A mere stone's throw away on East Jefferson Street is the Mad Hatter Cafe, making my Alice in Wonderland experience complete. Mad Hatter is a non-profit organization offering an eclectic space for students with free Internet access, a house band (Goodman County), great coffee and killer coffeecake. Throw in long hours (open 24 hours during exams), and you've got what president Alissa Deamonti describes as "a place to hang out without having to go to bars." The money from coffee and food sold pays to keep the lights and Internet on. Art students can show their work for free and take home 100 percent of the profits when a piece sells. "It gives the students an avenue to express things they want to express," Deamonti says. "There are so many kids with so much talent."

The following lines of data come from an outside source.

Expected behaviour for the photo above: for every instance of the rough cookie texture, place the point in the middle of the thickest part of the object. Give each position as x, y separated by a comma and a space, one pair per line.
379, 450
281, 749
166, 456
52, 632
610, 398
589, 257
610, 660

Much of the work to get the doors open at Mad Hatter and the adjoining performance space, The Rabbit Whole, was donated by the Christian Riders (Harley meets handymen), the community and the people in the organization. Vice president Johni Medeiros says his Mom even bakes the coffeecake. Artwork hanging currently is by several students at MC including Matt Broome, Chase Quarterman, Philip Lehner, Dianne Stepanick, D.D. Parris, BR Arbuthnot, Dylan Lowe (check out the bathroom space), and ceramics by Justin Rives. Non-students who show work receive a percentage of the profit from the sale of their art.
Famed artist Wyatt Waters' new gallery is sleek, elegant and unpretentious—words that could easily describe Waters himself. He says his goal for the space is simply to allow "the color to be on the wall." This master painter's use of color in his watercolors of familiar scenes makes memories second to his vivid treatment. His wife, Vicki, also works in the gallery helping to fill orders for prints and paintings. Their new Web site ranks No. 10 on Yahoo searches for artists and, consequently, the Clinton-based local favorite is shipping paintings to Japan and meeting clients from Zimbabwe.
Waters' presence gives weight and a sense of stability to the effort in Old Towne. He went to MC and remembers walking past his present gallery space often after his family's move to Clinton in his 10th-grade year. Waters believes that "when the Natchez Trace is finished people will realize how close Madison really is to Clinton."
The community has worked hard to create this artistic oasis. Clinton Mayor Rosemary Aultman is credited with improving the Old Towne area. "New lamp posts were installed, power lines moved to the back of buildings, and sidewalks fixed" Deamonti says. The landlord, who owns several of the buildings including Colorwheeler, Mad Hatter and Wyatt Waters' new gallery across East Jefferson, allows such expression by his tenants,which proves how one person's flexibility and support can make such a difference.
Emily Resmer is the JFP art critic.
Creativity in Old Towne
1. Gravity Coffeehouse, 202 W. Leake St., 925-9808
2. Colorwheeler Designs Gallery, 104 W. Leake St.. 926-1995,
Monday - Friday 11 a.m. – 6 p.m., Saturday 10 a.m. – 2 p.m., or by appt.
3. The Mad Hatter Cafe, 306 E. Jefferson St., 291-0071,
Monday - Friday 7 a.m. - midnight., Saturday 8 a.m. - midnight., Sunday, noon - 10 p.m.
4. Wyatt Waters Gallery, 307 N. Jefferson St., 925-8115,
Monday - Friday 10 a.m. - 5 p..m., Saturday 11 a.m. - 3 p.m. and by appt.